This anthology is designed to introduce readers to at least one way of mourning that has persisted through massive cultural and theological turmoil, even while it has also, of course, been transformed by the fluctuations of history: the form of lyric poetry known as the elegy. For centuries, after all, poets have lamented the mortal losses that all of us must inexorably encounter. Whether (with Dylan Thomas) counseling readers to “Rage, rage against the dying of the light”or (with Walt Whitman) taking comfort in the serene arrival, “sooner or later” of “delicate death,” most writers of verse have “sooner or later” had to face bereavement. Aesthetic assumptions and poetic styles have altered over the centuries, yet the great and often terrifying themes of time, change, age, and death are timeless, even though cultural imaginings of them may differ radically. As we begin a new millennium, therefore, having just in a sense “put to rest” the last two thousand years of our communal past, it seems particularly appropriate to turn our attention to literary encounters with life’s end as well as to the ways in which such encounters have been inflected by the public history and personal stories they both record and mourn.
Taken together, the traditional and not-so-traditional elegies included in this anthology dramatize the range of strategies through which poets have long sought to confront and confound mortality. Representing both what endures and what varies in modes of lamentation, Inventions of Farewell collects English language poems of mourning from the late middle ages to the present, focusing especially on works by modern and contemporary writers but also including such classics as Milton’s “Lycidas,” Shelley’s “Adonais,” and Whitman’s “When Lilacs Last in the Dooryard Bloom’d.”
What endures: this book is organized thematically in order to emphasize common questions, concerns, and tactics with which poets have for generations approached and lamented loss. As the table of contents indicates, there are two main sections: an opening section tracing the visions of death and dying--the necessities of mortality, as it were--that implicitly or explicitly shape a number of elegies; and a longer, second section cataloging the kinds of losses that poets have traditionally sought to record and sometimes even redress. Part I is then subdivided into four groups: poems recounting death scenes, poems focusing on “viewings” of the body in death, poems enacting funeral rituals or other ceremonies of separation, and poems imagining (in a whole range of ways) the ultimate fate of those who have died--perhaps a traditional “afterlife” or perhaps something very different. Similarly, after beginning with a group of poems ostensibly mourning mythic figures in the pastoral tradition of which “Lycidas” and “Adonais” are the most famous English-language examples, part II includes subsections devoted to poems lamenting a spectrum of different losses?the deaths of parents, of spouses and lovers, of children, of friends, of other poets, of the great and famous, and of the victims of war and other violence, along with what the critic Jahan Ramazani has called “self elegies” and more generalized meditations on mortality.

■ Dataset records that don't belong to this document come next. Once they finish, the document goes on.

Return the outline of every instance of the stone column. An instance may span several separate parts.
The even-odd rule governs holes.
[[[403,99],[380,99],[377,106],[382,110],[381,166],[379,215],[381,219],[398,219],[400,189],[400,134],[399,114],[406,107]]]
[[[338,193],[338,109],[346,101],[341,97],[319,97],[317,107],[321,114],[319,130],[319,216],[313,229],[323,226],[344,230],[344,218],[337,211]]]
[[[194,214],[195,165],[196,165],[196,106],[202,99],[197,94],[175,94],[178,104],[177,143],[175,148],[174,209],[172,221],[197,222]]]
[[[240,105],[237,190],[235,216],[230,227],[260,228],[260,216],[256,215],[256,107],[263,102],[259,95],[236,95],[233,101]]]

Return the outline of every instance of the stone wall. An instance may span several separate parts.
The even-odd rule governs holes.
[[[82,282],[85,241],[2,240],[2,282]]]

What varies: within individual sections, I have arranged poems chronologically in order to show how historical and cultural differences have produced aesthetic changes. In particular, my organization of texts is meant to illuminate the often strikingly transformed procedures for mourning devised by so many poets in our own era of mounting theological and social confusion. Thus Inventions of Farewell, my title for the anthology, is drawn from Wallace Stevens’s “The Owl in the Sarcophagus,” the poet’s beautiful, mysterious and curiously mystical elegy for his friend Henry Church. In this work, contemplating what he called the “mythology of modern death” that is the product of a skeptical age, the author of that post-Christian masterpiece “Sunday Morning” outlined a poetics of grief in which consolation comes from “inventions of farewell.” Such “forms of thought” may be merely “monsters of elegy,” Stevens concedes - mutations of a genre infected by what Matthew Arnold long ago called the “strange disease of modern life” - but they are also the “children of a desire that is the will,/Even of death,” a will to art and speech.